Firkin knew only that he had lost his job, and would now need to seek work in the city,
perhaps as a potters' apprentice, or a baker's. As much as he liked the idea of earning his living making bread for people, Firkin knew that the good days of poetic thoughts in the palace garden were something he would come to miss dearly, as the whole tone of the country turned darkly toward the discovery of enemies among them, and the crafting of new anti-sedition laws to combat that threat. It would be some time before people had any interest in poetry again.

ToGrak liked this climate, he decided, as he pushed in the 3rd brick from the left relative to the green man on a nearby tapestry, allowing the secret passage down to the orcs' quarters in the basement to swing open.

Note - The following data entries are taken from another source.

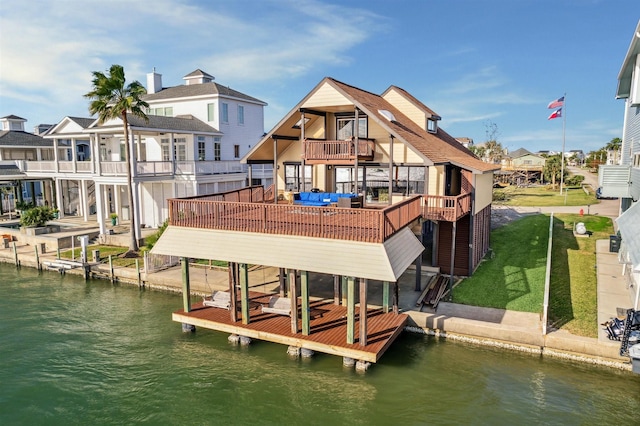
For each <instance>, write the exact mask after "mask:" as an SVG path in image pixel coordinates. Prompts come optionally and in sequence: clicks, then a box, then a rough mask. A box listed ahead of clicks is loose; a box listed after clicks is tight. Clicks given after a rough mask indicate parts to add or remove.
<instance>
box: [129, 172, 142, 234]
mask: <svg viewBox="0 0 640 426" xmlns="http://www.w3.org/2000/svg"><path fill="white" fill-rule="evenodd" d="M133 202H134V203H136V206H135V208H133V209H132V208H131V207H129V215H132V214H133V211H135V215H136V220H135V226H136V230H135V232H136V238H137V239H138V240H140V239H141V238H142V231H141V228H140V223H141V222H140V218H141V216H142V212H141V210H142V203H141V202H140V182H134V183H133ZM132 210H133V211H132Z"/></svg>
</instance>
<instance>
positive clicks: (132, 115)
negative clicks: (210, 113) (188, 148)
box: [109, 115, 220, 133]
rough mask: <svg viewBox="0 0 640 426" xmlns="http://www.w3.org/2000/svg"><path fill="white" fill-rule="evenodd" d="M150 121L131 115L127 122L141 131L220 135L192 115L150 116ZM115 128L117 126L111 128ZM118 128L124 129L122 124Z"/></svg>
mask: <svg viewBox="0 0 640 426" xmlns="http://www.w3.org/2000/svg"><path fill="white" fill-rule="evenodd" d="M148 117H149V121H145V120H143V119H142V118H139V117H136V116H133V115H129V116H128V117H127V120H128V121H129V124H130V125H131V127H136V128H139V129H154V130H167V131H171V130H175V131H178V132H194V133H220V131H219V130H218V129H215V128H213V127H211V126H209V125H208V124H207V123H205V122H203V121H201V120H198V119H197V118H195V117H193V116H191V115H181V116H178V117H163V116H160V115H149V116H148ZM109 127H115V126H109ZM117 127H122V126H121V125H120V124H118V125H117Z"/></svg>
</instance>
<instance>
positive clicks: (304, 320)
mask: <svg viewBox="0 0 640 426" xmlns="http://www.w3.org/2000/svg"><path fill="white" fill-rule="evenodd" d="M300 288H301V291H300V293H301V295H300V296H301V299H302V334H303V335H304V336H308V335H309V334H310V333H311V324H310V321H311V307H310V306H309V272H308V271H301V272H300Z"/></svg>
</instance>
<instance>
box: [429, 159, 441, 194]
mask: <svg viewBox="0 0 640 426" xmlns="http://www.w3.org/2000/svg"><path fill="white" fill-rule="evenodd" d="M444 180H445V174H444V166H431V167H429V188H428V190H427V194H429V195H444Z"/></svg>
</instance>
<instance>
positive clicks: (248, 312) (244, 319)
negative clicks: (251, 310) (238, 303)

His meeting with Prince Kheftep, Herald of the Eye, had gone well, and there would be very little resistance to the increased guard partrols in the countryside that he had been keen on instating. Ascending the stairs before him were two of his grunts, arguing over something trivial, but dressed sharply in their new Camerill Royal Guard tabards. "Remember your helmets!" ToGrak barked at them under his breath as he passed them in the doorway. Seeing the trail of damp spots much larger than a human boot print in their wake, he added irritably "And wipe your feet!"